1、「思い入れ」のドイツ哲学、「思いつき」のフランス哲学

 まずは、ベルグソンの哲学が、どのようにとらえられているか、あるいは、とらえられてきたか、について、本書『道徳と宗教の二源泉』の訳者(平山高次)の表現から概観しておくことにしたい。平山は「ベルクソンは、わが国に紹介された哲学者のうちで、その名に比して実の知られていない最たるものの一人であろう」(p.3)とし、彼の哲学が、ドイツ風の緻密な論理で織りなされた体系の建築を思い浮かべがちなわが国の知識人たちには、「ベルクソン哲学の一見単純で気楽そうな顔つきが」物足りなく感じ、「その柔軟な論理に含まれている厳しさがほとんど読みとれなかった」からである(同)、と断じている。
 
 平山によれば、ベルクソンの「大胆な主張の背後には、実に周到な実証的研究の裏づけがある」(p.4)が、文章表現が「論文口調のそのものずばりというような調子のものでなく、著者の心に浮かんだイメージに従って書く」(p.6)スタイルである、と「改版追記」に書いている(同)。
 
 イギリスの経験論哲学に対して、教科書的にはドイツやフランスの哲学は観念論として対比される。経験論が、感覚的な経験を出発点にして世界を語る帰納法によるのに対し、観念論は頭に浮かんだ観念を出発点にして世界を語る。ここで、フランス哲学の特徴として表題にかかげた「思いつき」とは、ある言明が“ひらめいて”、世界の成り立ちの根源が結論として見えてしまう場合を言う。「思い入れ」とは、考え抜いて達した言明が、世界の成り立ちの根源を開いてくれるとの確信を与えてくれる場合を言う。「思いつき」は直感的な世界の開示であり、「思い入れ」は世界が開示されるとの予感を含むものだと、言うことができよう。

「思いつき」の例

デカルト「我思う、故に我あり」
 「我笑う、故に我あり」では、なぜいけないのか、と揶揄される。
パスカル「人間は一本の葦である」
  だから、何なのだ。
ライプニッツ「予定調和」(世界はそうなるようになっている)
  ヴォルテールが、偶然によって人生が変わる話を書いて(『カンディード』揶揄した。
そしてベルクソン「生命の飛躍」(エラン・ヴィタル l’elan vital)

 この言葉が最初に登場した『創造的進化』の訳書(真方敬道、1979.7)では、「生命のはずみ」と訳されている。エランは「機動、飛躍、躍進」などの意味をもち、「こころがはずむ」のようにも使われるので、訳者・真方は「生命のはずみ」としたという(同書p.450)。ここでは、『道徳と宗教の二源泉』やウイキペディアの表記に従って、「生命の飛躍」を使うことにする。

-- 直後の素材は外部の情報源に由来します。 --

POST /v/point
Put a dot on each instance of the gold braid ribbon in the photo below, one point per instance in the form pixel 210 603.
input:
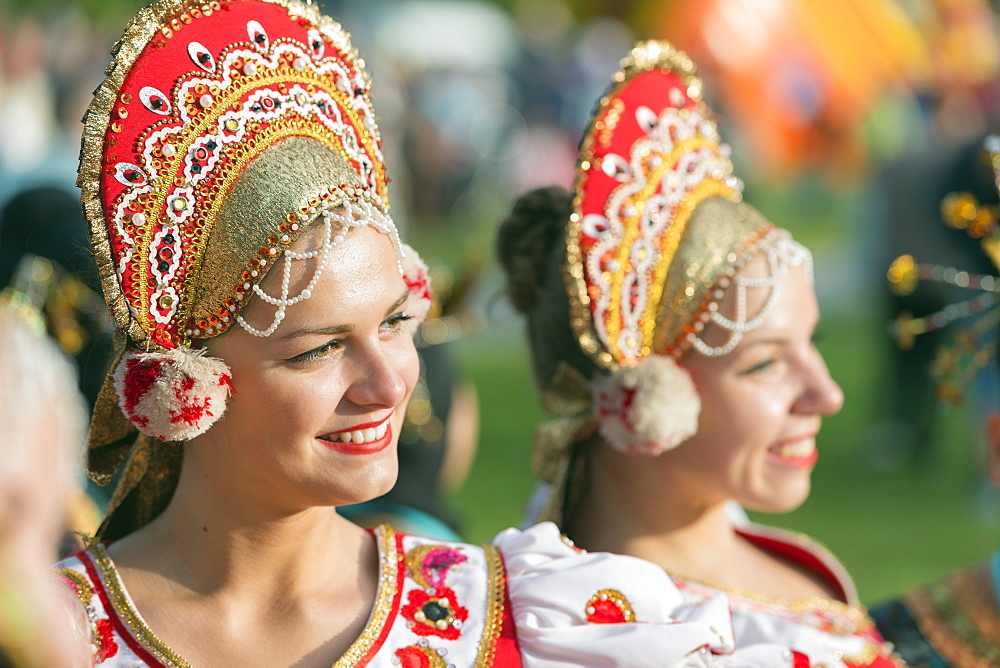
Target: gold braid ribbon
pixel 568 399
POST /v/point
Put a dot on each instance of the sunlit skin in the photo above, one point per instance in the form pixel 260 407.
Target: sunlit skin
pixel 762 406
pixel 251 546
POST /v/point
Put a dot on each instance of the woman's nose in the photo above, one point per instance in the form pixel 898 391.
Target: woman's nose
pixel 821 395
pixel 379 379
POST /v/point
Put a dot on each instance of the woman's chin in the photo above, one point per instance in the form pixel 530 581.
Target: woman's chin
pixel 785 501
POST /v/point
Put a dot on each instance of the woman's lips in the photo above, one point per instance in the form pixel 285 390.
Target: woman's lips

 生命や宇宙の底には、持続して流れる一つの意識のようなものがあり、この意識の流れが、あるとき突然飛躍し、これまでにない新しいタイプの生命体(こころを持った人間)を生むとする巨大な「思いつき」はいずれ取り上げることになろう。

 さて。ちなみに、ドイツ風「思い入れ」の例もあげておこう。

カント「理性には限界がある」
ヘーゲル「ものみなすべて、対立の解消によって進化・変容する」(弁証法)
フッサール「人は、考える何かがなければ考えることができない」(現象論) 
ハイデガー「世界は、関心(ゾルゲ)によってつながっている」

 ドイツ哲学は、この「思い入れ」を出発点に、彼らそれぞれの哲学を構築した。原点を明示するドイツ哲学に比べると、原点不在で結論が示されているフランス哲学は、本音を言えばなじみがあるとは言えず、今回の講座は「私」にとっても一つの実験である。皆さんがベルクソンをどう「読む」か、ご教示を受けるのを楽しみにしています。